Listing 3.7  ex37.htm  An Example of JavaScript's Text Events

<HTML>
<HEAD>
<TITLE>A Literary Exercise</TITLE>
<SCRIPT LANGUAGE="JavaScript">
<!-
function hasE() {                    // complain if there is an e
     var thestr = document.myform.mytarea.value; // 2; get textarea value
     var uthestr = thestr.toLowerCase();     // 3; convert to lowercase
     if ( uthestr == "" ) {               // 4; no entry
          return;                    // 5; just return
     }
     if ( uthestr.indexOf("e") >= 0 ) {      // 7; found an 'e'
          alert("Alors! You've got an E in there!");      // 8; failed
     } else {
          if ( uthestr.length <= 20 ) {
               alert("Nice try, but too brief");     // 11; too short
          } else {
               alert("Congratulations!");          // 13; succeeded
          }
     }
}
<!- end script ->
</SCRIPT>
</HEAD>
<BODY>
<P>The novel <I>A Void</I> does not contain a single &quote&quot.<BR>
Can you create a sentence without one?</P>
<HR>
<FORM NAME="myform" METHOD="POST" ACTION="mailto:me@myhost.com">
<TEXTAREA NAME="mytarea" ROWS="5" COLUMNS="80" onBlur="hasE()">
</TEXTAREA>
</FORM>
<HR>
</BODY>
</HTML>

The modulus operandi of this example should be becoming familiar to you now. If the user types or clicks in the textarea nothing happens. When he leaves the textarea and clicks elsewhere a blur event is generated and the handler function hasE invoked. This function gets the contents of the textarea into a local variable named thestr (in statement 2) and then uses one of the string functions to convert it to lowercase (statement 3). This saves a little time, as the function won't have to test for the presence of both e and E. The new lowercase string uthestr is tested against the empty string in statement 4. If there is no text the function returns without complaint.

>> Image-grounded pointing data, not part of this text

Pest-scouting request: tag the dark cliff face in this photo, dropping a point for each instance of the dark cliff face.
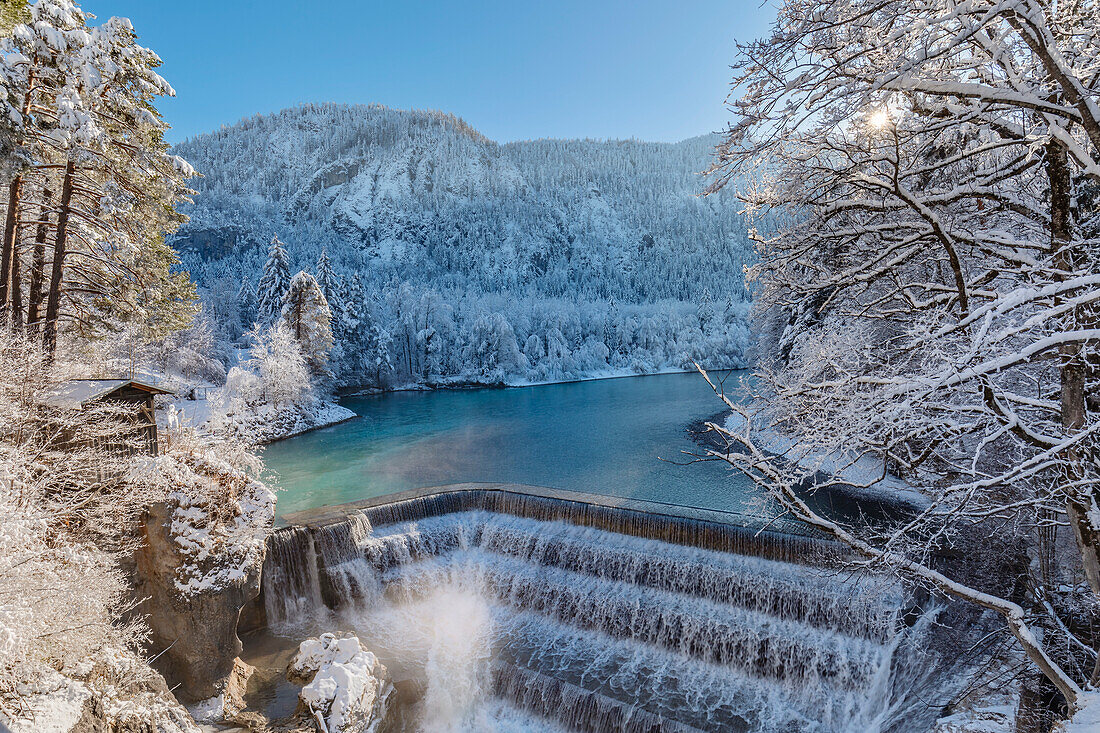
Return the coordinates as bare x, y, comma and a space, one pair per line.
422, 197
195, 642
212, 242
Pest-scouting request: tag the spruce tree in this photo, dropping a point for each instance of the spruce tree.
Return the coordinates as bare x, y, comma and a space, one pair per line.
332, 288
274, 283
246, 304
307, 314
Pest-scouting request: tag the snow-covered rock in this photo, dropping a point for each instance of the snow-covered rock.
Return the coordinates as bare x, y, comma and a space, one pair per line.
345, 688
1087, 718
200, 564
267, 423
117, 692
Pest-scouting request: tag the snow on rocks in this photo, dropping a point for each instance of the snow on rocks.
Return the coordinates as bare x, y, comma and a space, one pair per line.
220, 521
345, 686
1087, 718
267, 423
114, 691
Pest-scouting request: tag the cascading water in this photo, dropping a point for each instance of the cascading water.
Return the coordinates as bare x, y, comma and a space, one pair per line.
509, 612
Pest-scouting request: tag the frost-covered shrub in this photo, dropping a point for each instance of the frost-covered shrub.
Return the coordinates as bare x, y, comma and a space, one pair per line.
221, 513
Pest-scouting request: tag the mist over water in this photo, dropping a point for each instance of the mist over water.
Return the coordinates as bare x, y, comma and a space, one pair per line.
503, 612
602, 437
501, 622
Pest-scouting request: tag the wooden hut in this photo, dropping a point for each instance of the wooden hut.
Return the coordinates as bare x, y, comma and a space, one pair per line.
77, 394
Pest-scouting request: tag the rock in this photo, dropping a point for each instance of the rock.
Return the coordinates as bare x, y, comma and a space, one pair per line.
117, 692
345, 688
194, 634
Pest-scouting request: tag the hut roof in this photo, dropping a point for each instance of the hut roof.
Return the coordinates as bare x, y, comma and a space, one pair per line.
78, 393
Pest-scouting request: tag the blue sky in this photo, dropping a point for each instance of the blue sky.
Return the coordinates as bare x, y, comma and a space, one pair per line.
514, 69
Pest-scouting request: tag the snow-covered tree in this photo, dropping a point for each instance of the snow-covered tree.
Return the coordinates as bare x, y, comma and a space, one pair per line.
273, 284
307, 315
329, 283
275, 373
246, 307
931, 286
88, 133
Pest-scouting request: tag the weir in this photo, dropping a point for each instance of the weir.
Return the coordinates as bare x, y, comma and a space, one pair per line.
602, 613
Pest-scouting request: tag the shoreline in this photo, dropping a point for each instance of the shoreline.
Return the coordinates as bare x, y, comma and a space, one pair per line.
471, 384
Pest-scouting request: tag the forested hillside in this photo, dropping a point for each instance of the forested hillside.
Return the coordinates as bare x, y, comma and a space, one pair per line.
449, 255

If there is some text, but it has an e the user is reprimanded in statement 8. If there is no e but the text has less than 20 characters the user is encouraged to try a more ambitious work in statement 11. If the text is long enough and has no e then the user is praised in statement 13. Of course, there is nothing preventing the user from entering gibberish such as zzzzzzzzzzzzzzzzzzzzzzzzz and being congratulated anyway. Much more sophisticated checking would be necessary to ensure that the input was actually a sentence.